# Carlsbad, CA



## TrojanRickus

Going to a wedding in Carlsbad, CA and we need a place to stay September 18, 19, 20.

Thank you.


----------



## TrojanRickus

Still looking for something during these dates.  We are there for a wedding.


----------



## Luanne

You might want to check hotels, or vrbo.


----------



## TrojanRickus

Thank you.  We just like the space and kitchen availability.


Luanne said:


> You might want to check hotels, or vrbo.


----------



## dlca1

I don't know if they have anything in Carlsbad, but we have been happy renting through airbnb.


----------



## Luanne

TrojanRickus said:


> Thank you.  We just like the space and kitchen availability.

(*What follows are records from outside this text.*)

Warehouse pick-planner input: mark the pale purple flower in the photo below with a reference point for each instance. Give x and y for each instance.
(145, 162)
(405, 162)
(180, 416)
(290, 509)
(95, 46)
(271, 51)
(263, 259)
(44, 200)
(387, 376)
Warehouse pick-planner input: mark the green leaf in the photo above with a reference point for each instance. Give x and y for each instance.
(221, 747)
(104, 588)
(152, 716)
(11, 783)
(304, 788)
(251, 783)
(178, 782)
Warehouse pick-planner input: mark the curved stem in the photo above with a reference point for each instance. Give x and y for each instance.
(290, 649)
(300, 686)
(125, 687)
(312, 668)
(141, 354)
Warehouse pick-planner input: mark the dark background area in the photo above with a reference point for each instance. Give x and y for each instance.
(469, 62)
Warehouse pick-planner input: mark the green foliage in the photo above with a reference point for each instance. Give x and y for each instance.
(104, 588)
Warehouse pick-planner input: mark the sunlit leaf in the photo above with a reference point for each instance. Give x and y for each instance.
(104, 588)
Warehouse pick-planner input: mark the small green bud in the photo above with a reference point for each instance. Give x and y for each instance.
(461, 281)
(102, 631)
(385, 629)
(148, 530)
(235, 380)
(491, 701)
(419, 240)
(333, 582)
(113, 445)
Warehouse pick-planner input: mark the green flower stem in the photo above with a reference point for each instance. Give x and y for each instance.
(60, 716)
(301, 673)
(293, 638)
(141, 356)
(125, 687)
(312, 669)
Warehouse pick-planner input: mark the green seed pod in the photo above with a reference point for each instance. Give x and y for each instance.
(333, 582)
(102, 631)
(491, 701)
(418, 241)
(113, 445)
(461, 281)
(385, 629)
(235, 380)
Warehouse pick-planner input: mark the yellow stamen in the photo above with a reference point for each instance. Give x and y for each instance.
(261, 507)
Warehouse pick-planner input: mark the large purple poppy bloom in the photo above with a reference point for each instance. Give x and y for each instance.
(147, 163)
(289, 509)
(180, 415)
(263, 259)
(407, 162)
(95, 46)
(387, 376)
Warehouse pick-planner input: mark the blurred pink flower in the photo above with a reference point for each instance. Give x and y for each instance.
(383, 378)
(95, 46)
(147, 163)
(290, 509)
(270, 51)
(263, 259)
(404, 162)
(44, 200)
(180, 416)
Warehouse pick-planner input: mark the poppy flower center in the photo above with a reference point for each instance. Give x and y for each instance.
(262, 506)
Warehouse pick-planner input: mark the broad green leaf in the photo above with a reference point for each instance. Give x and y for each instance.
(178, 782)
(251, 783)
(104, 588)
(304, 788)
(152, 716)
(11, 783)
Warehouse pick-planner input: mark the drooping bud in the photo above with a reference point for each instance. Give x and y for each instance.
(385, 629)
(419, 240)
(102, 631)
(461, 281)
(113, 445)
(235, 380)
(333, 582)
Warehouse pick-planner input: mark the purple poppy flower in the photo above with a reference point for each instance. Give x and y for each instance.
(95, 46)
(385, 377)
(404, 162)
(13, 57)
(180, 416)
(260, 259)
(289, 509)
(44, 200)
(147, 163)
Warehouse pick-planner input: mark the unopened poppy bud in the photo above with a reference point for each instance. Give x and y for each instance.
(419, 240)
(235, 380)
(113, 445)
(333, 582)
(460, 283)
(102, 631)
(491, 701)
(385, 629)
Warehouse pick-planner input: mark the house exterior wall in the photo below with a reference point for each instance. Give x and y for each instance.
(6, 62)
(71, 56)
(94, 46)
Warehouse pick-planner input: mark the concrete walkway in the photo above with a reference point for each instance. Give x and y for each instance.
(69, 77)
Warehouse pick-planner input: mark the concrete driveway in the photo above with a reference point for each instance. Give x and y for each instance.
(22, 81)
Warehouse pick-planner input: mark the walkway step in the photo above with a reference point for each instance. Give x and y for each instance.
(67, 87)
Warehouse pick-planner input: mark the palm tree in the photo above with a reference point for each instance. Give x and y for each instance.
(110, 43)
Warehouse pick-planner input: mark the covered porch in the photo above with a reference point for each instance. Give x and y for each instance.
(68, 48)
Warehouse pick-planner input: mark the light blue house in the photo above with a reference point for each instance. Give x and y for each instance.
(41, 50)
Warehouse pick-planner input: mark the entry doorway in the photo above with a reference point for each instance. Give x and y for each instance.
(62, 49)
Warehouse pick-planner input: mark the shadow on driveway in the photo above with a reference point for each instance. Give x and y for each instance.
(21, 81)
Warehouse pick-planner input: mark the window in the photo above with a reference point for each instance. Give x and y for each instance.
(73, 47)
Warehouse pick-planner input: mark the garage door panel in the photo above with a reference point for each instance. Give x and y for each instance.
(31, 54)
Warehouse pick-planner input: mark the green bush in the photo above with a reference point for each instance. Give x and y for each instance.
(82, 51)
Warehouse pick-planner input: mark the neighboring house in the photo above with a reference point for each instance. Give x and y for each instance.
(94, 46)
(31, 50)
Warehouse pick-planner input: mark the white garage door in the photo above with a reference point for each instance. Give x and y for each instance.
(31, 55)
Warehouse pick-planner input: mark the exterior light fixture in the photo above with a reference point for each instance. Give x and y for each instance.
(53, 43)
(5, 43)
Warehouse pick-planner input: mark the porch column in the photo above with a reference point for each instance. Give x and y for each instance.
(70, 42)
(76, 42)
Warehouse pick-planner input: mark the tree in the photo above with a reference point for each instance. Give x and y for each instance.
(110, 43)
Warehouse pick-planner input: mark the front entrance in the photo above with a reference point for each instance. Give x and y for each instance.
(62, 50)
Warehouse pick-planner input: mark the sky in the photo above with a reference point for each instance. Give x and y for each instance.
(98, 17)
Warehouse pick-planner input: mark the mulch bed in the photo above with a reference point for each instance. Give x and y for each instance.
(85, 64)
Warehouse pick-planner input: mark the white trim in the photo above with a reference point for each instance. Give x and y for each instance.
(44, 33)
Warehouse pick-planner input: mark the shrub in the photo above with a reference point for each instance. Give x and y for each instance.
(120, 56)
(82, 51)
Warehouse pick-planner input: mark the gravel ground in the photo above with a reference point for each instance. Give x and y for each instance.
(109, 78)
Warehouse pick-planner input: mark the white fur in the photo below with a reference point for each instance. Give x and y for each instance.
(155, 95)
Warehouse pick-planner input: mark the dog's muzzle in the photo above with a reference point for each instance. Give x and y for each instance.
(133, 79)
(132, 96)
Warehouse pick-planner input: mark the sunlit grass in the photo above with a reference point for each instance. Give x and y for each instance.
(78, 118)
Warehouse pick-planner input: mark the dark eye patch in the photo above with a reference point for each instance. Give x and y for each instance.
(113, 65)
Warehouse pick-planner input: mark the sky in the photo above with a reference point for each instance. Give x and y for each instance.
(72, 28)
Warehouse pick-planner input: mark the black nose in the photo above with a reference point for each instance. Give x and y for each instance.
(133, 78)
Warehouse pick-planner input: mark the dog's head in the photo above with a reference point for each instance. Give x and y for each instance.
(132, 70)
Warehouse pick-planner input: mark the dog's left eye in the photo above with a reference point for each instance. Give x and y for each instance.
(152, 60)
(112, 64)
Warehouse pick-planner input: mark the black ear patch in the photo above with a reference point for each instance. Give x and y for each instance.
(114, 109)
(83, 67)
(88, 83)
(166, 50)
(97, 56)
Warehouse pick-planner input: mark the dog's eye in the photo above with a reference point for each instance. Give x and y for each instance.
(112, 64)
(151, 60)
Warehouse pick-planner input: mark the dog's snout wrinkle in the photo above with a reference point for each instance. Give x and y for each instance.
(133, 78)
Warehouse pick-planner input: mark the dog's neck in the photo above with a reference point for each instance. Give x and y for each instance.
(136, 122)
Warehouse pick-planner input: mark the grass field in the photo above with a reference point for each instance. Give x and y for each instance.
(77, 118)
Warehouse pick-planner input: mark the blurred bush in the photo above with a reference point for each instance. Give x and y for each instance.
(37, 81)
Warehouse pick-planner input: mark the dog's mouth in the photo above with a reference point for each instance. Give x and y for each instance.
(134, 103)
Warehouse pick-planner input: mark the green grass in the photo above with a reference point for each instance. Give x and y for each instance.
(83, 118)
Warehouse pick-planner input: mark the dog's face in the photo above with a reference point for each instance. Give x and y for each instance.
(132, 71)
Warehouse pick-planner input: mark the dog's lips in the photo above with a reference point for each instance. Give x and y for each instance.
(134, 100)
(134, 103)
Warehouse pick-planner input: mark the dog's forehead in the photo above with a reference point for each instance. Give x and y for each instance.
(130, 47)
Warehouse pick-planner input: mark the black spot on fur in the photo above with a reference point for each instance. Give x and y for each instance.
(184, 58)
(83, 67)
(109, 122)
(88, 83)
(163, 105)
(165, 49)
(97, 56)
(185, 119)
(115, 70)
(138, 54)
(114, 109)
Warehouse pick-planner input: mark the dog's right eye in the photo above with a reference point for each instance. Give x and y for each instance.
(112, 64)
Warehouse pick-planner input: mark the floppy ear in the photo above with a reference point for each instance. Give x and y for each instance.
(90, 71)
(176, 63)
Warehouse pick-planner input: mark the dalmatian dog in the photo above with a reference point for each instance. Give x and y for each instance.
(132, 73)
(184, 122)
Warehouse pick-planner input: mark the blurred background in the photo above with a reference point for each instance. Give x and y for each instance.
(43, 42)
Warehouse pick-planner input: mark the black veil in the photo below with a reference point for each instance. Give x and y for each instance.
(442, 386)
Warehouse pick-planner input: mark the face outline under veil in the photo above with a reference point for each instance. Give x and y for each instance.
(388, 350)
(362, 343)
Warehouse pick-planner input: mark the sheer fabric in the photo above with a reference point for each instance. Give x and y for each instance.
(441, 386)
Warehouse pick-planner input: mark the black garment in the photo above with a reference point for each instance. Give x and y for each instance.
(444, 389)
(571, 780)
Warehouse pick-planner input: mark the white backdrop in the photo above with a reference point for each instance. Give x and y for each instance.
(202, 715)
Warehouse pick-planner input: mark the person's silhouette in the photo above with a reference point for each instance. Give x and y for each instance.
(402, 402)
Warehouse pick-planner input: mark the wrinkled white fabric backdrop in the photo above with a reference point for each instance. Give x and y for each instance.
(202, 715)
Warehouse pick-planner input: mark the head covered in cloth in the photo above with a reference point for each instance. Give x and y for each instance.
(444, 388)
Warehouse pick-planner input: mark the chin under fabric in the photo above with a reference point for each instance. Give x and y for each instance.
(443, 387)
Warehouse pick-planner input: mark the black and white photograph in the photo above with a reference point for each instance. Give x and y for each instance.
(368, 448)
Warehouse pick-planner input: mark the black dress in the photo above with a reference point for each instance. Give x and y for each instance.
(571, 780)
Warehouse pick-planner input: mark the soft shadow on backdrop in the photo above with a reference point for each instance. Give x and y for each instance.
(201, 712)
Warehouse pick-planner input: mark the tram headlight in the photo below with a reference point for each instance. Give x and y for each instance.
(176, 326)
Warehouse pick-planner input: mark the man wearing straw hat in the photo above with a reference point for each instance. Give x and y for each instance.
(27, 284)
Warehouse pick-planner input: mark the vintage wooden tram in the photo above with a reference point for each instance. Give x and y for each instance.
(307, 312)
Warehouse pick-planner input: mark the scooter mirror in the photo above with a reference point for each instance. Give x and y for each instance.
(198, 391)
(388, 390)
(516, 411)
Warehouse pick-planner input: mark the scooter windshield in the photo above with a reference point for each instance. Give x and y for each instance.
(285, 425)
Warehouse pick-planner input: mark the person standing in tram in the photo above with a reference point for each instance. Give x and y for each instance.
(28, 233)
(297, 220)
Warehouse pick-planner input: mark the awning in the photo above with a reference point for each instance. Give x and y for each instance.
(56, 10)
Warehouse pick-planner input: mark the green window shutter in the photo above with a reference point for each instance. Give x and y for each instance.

Renting through vrbo can give you space.  Just look for a condo.


----------



## presley

Try also Resortime.com.  They are owned/operated by Grand Pacific Resorts, which has many Carlsbad area timeshares.


----------



## TrojanRickus

Thank you.  I will check those sites...


----------



## falmouth3

If you don't find something that way, you can look into residence hotels or suites hotels.  They have a small kitchen and a living room as well as a bedroom.


----------



## davidvel

Where in Carlsbad is the wedding?


----------



## TrojanRickus

Wedding is a La Costa States.  Thank you!!!


----------